Saio de casa à 1 hora e não gosto de conversar muito antes disso. Normalmente, saio de jeans, se bem que agora tô numa fase de querer usar alfaiataria e sapato Oxford, e isso quer dizer que eu fui pro nível dois. Ainda não sei quem eu quero ser, mas, com certeza, é alguém que não usa cetim, que tem coragem pra bancar um chapéu e tá sempre com lingerie boa para um eventual caso de atropelamento, como diz a Priscila, aliás a Priscilla é um caso à parte.

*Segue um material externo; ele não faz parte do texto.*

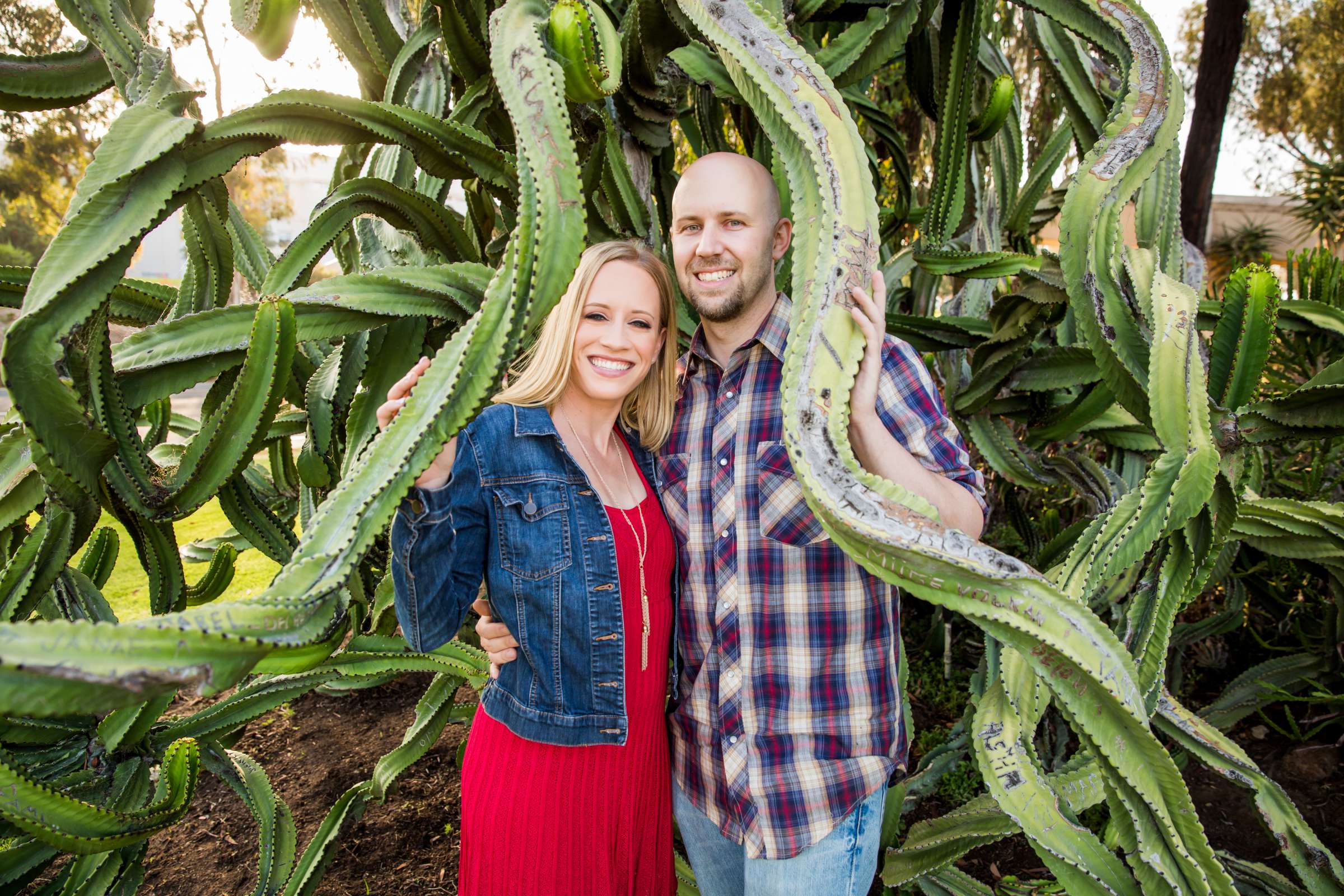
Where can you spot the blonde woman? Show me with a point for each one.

Entro no ônibus , ligo o spotify e abro o livro de poesia. Leio para viver. Lavanda Johnson’s pra dar restart no meio do dia, carregador do iPhone, meia térmica pro cinema ali no Belas, óculos, rímel, base com protetor solar e remédios antiangústia, antienjoo (que as vezes é angústia disfarçada), e antidor de cabeça, que quase sempre é dor de cabeça mesmo. Jurei que colocaria barra de cereal na bolsa, mas o que vejo é um Toblerone inteiro e cheio de lactose. Mas daquele pequeno, sabe? 
Já durmo sozinha, sem o Lucas. Mas ele só dorme comigo. 

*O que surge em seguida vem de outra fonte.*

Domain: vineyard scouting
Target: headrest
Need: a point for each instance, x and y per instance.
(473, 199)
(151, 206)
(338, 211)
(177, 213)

Passo o dia todo tendo ideias de artigos, e também penso muito em sorvete. Marco dentista. Parei de ferir meu coração com a indignação da podridão dos outros, mas a pele ainda tá ruim, porque a pele reflete um coração assim amargo as vezes. Passo rímel nos cílios de baixo. Eu chego sempre até o erre do Toblerone, mas vou baixar pro bê. E depois trident de canela. Aos poucos. Já não como a casca da pizza. E também já durmo sozinha. Já disse isso?
Sempre tive medo de tudo, e cresci alternando no peito a história de como meus pais se conheceram (a vida é boa), e a de que minha mãe não gostaria de ter me tido (a vida é má). Não tem garantia, mas o shuffle mandou uma Steve Wonder que eu sei cantar.

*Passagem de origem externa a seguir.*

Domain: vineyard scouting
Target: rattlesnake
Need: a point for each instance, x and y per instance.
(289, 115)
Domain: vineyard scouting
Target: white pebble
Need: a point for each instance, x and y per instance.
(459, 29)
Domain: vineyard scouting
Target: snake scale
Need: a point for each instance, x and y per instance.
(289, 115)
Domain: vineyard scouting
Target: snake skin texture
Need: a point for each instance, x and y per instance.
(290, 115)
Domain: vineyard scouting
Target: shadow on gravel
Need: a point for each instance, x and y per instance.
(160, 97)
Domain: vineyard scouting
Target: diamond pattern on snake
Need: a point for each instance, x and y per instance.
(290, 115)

Lembro de quando as aulas de inglês terminavam com letra de música, e decido que vou brincar disso com o Lucas. Penso que tudo vai fazer sentido: a geladeira, os livros, as camisetas , o dentista, os remédios , o medo, o sapato Oxford e o pao com manteiga. 
Tudo vai fazer sentido porque um dia a gente vai pra um sítio ler livros novos de poesia, tocar e cantar, ler no iPhone os cadernos de cultura atrasados, vou estar depilada e de unhas feitas e dividiremos o Toblerone com o meu filho.